WR-02: Rate Limiter Allow Does Not Increment Counter on Validation Errors (Wrong-Format Inputs Bypass the Rate Gate)

File: backend/internal/web/handlers_auth.go:195-209 Issue: In LoginPostHandler, validation of email and password format (steps 23) runs BEFORE the rate-limit check (step 5). An attacker sending a syntactically invalid email or a password shorter than 12 characters will never reach the deps.Limiter.Allow(key) gate. This means the rate limiter only fires on valid-looking credentials, not on brute-force spam with malformed payloads. An attacker who wants to enumerate valid emails via timing differences could send malformed payloads at high speed without consuming rate-limit tokens.

The rate-limit check comment says "Rate-limit check BEFORE user lookup and argon2 work" but the actual sequencing allows validation errors to short-circuit before the rate gate.

Fix: Move the rate-limit check to before the validation block, using a key derivable from the raw (pre-validation) email:

// Rate limit first — even on invalid input, to prevent enumeration via timing
ip := clientIP(r)
key := strings.ToLower(strings.TrimSpace(r.PostFormValue("email"))) + ":" + ip
if deps.Limiter != nil && !deps.Limiter.Allow(key) {
    // return 429 immediately
}
// Then validate format

WR-03: migrate.go Opens a Second database/sql Connection Pool That Is Never Tuned

File: backend/internal/db/migrate.go:27-29 Issue: sql.Open("pgx/v5", dsn) creates a new database/sql connection pool with default settings (up to MaxOpenConns = 0 = unlimited).

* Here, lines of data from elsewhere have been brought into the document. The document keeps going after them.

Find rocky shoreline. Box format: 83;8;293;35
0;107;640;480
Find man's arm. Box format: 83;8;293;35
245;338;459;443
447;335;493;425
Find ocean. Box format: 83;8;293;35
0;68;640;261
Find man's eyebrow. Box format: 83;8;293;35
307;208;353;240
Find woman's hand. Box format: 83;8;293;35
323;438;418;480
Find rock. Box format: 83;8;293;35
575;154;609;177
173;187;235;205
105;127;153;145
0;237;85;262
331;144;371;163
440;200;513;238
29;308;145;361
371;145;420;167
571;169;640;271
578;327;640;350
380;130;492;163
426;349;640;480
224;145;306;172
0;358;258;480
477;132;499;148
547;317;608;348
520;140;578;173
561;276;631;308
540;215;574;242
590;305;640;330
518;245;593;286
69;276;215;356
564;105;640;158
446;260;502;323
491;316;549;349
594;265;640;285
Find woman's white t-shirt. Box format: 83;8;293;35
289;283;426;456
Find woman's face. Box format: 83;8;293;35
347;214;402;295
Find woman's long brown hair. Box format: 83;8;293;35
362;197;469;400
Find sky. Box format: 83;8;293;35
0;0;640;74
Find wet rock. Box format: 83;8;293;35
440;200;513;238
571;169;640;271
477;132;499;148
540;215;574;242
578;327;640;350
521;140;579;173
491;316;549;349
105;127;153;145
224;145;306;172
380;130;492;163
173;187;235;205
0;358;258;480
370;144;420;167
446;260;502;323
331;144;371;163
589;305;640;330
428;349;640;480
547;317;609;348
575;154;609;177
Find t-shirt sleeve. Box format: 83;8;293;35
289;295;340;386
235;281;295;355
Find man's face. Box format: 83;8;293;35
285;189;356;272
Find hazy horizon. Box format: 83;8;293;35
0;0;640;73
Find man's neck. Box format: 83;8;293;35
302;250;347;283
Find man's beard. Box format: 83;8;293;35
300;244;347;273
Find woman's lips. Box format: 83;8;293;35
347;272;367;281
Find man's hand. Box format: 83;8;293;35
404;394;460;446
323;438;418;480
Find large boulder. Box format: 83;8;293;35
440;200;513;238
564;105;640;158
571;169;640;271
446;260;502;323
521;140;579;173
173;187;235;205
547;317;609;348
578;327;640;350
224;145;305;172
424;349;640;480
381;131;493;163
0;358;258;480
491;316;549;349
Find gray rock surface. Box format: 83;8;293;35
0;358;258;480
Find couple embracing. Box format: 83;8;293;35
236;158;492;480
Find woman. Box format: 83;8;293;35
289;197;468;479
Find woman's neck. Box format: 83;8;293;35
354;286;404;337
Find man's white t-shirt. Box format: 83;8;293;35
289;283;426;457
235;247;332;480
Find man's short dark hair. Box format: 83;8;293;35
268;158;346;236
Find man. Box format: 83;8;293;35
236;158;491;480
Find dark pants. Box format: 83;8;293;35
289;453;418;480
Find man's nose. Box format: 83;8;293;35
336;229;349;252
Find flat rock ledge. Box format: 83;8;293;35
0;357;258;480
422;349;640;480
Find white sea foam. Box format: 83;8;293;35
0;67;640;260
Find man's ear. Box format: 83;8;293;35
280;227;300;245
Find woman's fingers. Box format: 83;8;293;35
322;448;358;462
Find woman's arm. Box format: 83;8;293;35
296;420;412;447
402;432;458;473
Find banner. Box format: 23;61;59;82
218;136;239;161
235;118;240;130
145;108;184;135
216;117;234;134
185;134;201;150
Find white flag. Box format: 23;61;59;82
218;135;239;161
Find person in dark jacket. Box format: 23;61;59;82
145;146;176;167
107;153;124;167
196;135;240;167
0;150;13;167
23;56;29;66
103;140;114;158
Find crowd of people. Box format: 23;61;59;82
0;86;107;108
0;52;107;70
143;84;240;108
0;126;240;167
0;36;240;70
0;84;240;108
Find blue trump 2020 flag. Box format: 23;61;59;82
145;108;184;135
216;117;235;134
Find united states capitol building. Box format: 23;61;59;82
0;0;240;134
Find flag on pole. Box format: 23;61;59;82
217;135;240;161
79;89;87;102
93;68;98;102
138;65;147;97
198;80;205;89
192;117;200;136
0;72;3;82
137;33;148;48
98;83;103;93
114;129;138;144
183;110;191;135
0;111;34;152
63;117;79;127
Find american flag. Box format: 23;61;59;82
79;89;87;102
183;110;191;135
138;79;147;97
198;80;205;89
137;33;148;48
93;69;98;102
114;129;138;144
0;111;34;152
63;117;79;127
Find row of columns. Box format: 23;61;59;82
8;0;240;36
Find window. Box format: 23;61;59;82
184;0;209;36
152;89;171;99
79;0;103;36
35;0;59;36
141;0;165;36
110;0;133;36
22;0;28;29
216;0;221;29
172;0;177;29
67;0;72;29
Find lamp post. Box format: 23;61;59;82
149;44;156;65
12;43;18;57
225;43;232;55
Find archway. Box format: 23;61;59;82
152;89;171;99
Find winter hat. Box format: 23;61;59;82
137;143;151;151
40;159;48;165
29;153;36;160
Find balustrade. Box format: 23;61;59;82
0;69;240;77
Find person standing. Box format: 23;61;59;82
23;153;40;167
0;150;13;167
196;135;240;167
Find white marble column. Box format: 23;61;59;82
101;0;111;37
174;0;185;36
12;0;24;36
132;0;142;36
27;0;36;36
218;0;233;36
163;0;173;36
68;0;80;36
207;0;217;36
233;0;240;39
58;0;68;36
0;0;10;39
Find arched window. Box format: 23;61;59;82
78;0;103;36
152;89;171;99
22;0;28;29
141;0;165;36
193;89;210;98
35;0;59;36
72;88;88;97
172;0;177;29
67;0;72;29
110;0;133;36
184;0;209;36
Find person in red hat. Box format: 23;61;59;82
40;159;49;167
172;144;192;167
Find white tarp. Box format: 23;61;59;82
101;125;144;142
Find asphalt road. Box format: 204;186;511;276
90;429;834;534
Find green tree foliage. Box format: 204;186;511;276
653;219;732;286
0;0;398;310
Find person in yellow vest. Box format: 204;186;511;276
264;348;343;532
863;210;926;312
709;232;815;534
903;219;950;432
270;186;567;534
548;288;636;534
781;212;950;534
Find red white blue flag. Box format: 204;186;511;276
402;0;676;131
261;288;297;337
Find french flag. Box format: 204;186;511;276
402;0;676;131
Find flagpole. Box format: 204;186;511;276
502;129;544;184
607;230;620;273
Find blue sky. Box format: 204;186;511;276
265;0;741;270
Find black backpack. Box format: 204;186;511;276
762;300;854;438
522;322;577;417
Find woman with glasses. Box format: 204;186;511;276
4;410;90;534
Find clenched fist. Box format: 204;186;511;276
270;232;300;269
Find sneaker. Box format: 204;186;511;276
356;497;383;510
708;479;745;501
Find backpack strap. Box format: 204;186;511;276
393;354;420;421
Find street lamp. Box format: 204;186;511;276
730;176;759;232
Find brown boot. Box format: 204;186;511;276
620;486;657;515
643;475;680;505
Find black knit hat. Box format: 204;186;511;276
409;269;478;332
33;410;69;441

This pool is used only for migrations and is closed via defer sqlDB.Close(). However, the DSN contains the password. If connConfig.ConnString() returns a URL with credentials (which pgx/v5's ConnString() does for password-based auth), the DSN is handled correctly — but the second pool opening is unnecessary work. More importantly, sql.Open with MaxOpenConns = 0 could theoretically open many connections during a long migration. This is low-risk in practice (goose runs sequentially) but is an unnecessary resource-management gap.

Additionally, the return value of pool.Config().ConnConfig.ConnString() is not documented as guaranteed to include the password in all configurations (e.g., with PasswordFunc set). If the pool was initialized with a connection string that uses cert-based auth or a password callback, ConnString() may return an incomplete DSN.

Fix:

sqlDB, err := sql.Open("pgx/v5", dsn)
if err != nil {
    return fmt.Errorf("migrate: open sql.DB: %w", err)
}
sqlDB.SetMaxOpenConns(2) // goose runs sequentially — no need for a large pool
defer sqlDB.Close()

WR-04: TestIndex_UnauthRedirects and TestDemoTime_Fragment Use Outdated NewRouter Signature

File: backend/internal/web/handlers_test.go:95-96, 110-111 Issue: Two tests call NewRouter with 8 positional arguments:

router := NewRouter(stubPinger{}, os.DirFS("./static"), AuthDeps{}, TablosDeps{}, TasksDeps{}, FilesDeps{}, testCSRFKey, "dev")

But router.go declares NewRouter with trustedOrigins ...string as the final variadic parameter. The tests omit trustedOrigins, which means CSRF in test mode does not include "localhost" as a trusted origin — unlike newTestRouter (line 37) and newTestRouterWithLimiter (line 44) which explicitly pass "localhost". This discrepancy means requests in TestIndex_UnauthRedirects that go through CSRF middleware may behave differently from those in newTestRouter. For GET requests this is fine (CSRF only blocks state-changing methods), but the inconsistency is a maintenance footgun: a future POST test using this helper would silently fail with 403 instead of the expected status.

Fix:

router := NewRouter(stubPinger{}, os.DirFS("./static"), AuthDeps{}, TablosDeps{}, TasksDeps{}, FilesDeps{}, testCSRFKey, "dev", "localhost")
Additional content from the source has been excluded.